U.S. Cyber Market Is $2 Billion, Growing Fast, Profitable: Fitch
Cyber insurance coverage continues to be one of the fastest growing segments and represents a significant growth opportunity for U.S. property/casualty insurers, according to Fitch Ratings in a new report.
The market has attracted about 75 insurers, with Chubb, American International Group and XL Group leading in market share.
Aggregate statutory data for the P/C industry shows that stand-alone cyber direct written premiums grew by 7 percent in 2017 to $986 million. Stand-alone and package cyber premiums combined grew 54 percent to $2.0 billion for the year. Allianz projects that the cyber insurance market could reach $20 billion by 2025.
The industry statutory direct loss ratio for stand-alone cyber insurance fell to 35 percent in 2017 from 43 percent in the prior year. While direct results do not incorporate all claims and underwriting expenses, or the effects of reinsurance, this result is indicative of strong underlying profitability thus far in the cyber market, Fitch said.
“Profitable results in a new market are attracting competition to the cyber space,” said James Auden, managing director. “Roughly 75 distinct insurers wrote over $1 million each of annual cyber premiums last year alone.”
The good underwriting results may not last.
“As cyber underwriting exposure grows, more cyber incidents will be covered, generating claims that lead to weaker underwriting results,” said Gerry Glombicki, director. “From an individual underwriter perspective, the risk of naive capacity entering the market, growing rapidly without sufficient expertise and ultimately suffering outsized losses in cyber is an expanding possibility.”
Fitch analysts note that growth in package-related cyber premiums reflect expanding insurer efforts to specifically include cyber coverage and endorsements in policies that may hold cyber exposure but which lack explicit policy terms or premiums related to cyber risk.
However, they add that some of the growth in 2017 package cyber premiums also reflects variability and changes over time in how companies report cyber premiums in the statutory supplement.
Market share of stand-alone and package cyber coverage in 2017 showed the leaders to be Chubb Limited (15 percent direct market share); and American International Group Inc. (11 percent direct market share) and XL Group (9 percent direct market share). AIG remains the largest stand-alone cyber writer.
In its report on the cyber insurance market in 2015, when the market was $1 billion in direct written premium, Fitch also found American International Group, Chubb and XL Group led the market.
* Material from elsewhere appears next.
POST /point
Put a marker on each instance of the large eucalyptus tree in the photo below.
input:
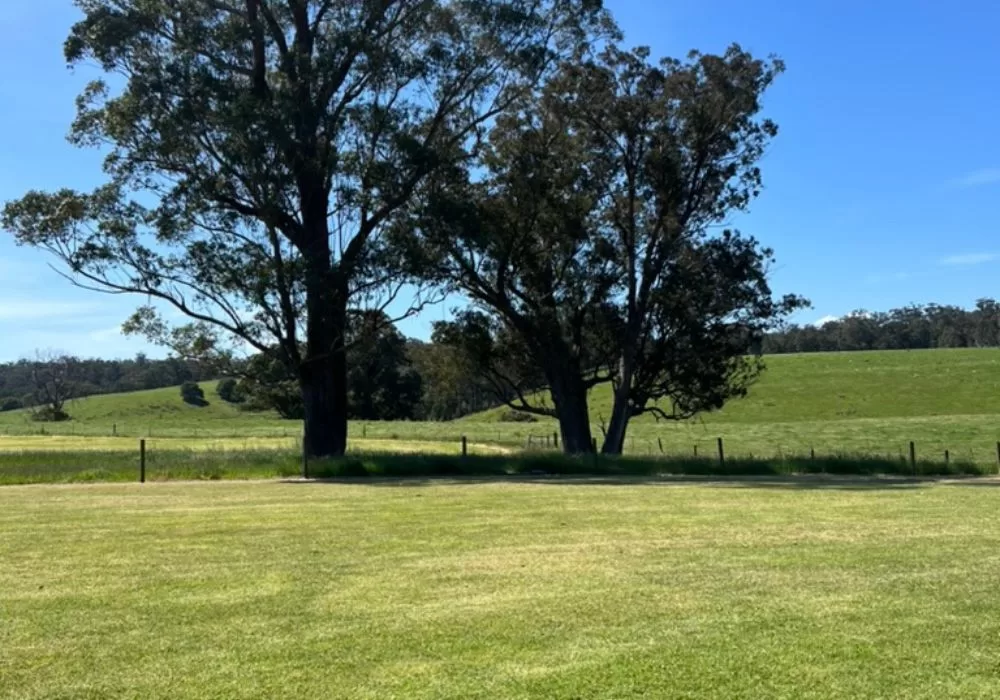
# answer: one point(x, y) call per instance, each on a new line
point(257, 149)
For 2016, when insurers wrote $1.35 billion in cyber business, Fitch ranked American International Group, XL Group and Chubb as the top three writers.
Berkshire Hathaway is not among the leading writers and that’s just fine with its chairman, Warren Buffett. This month at Berkshire’s annual meeting, Buffett said he believes the risk is unknown.
“I don’t think we or anybody else really knows what they’re doing when writing cyber” insurance, he said. “We don’t want to be a pioneer on this.”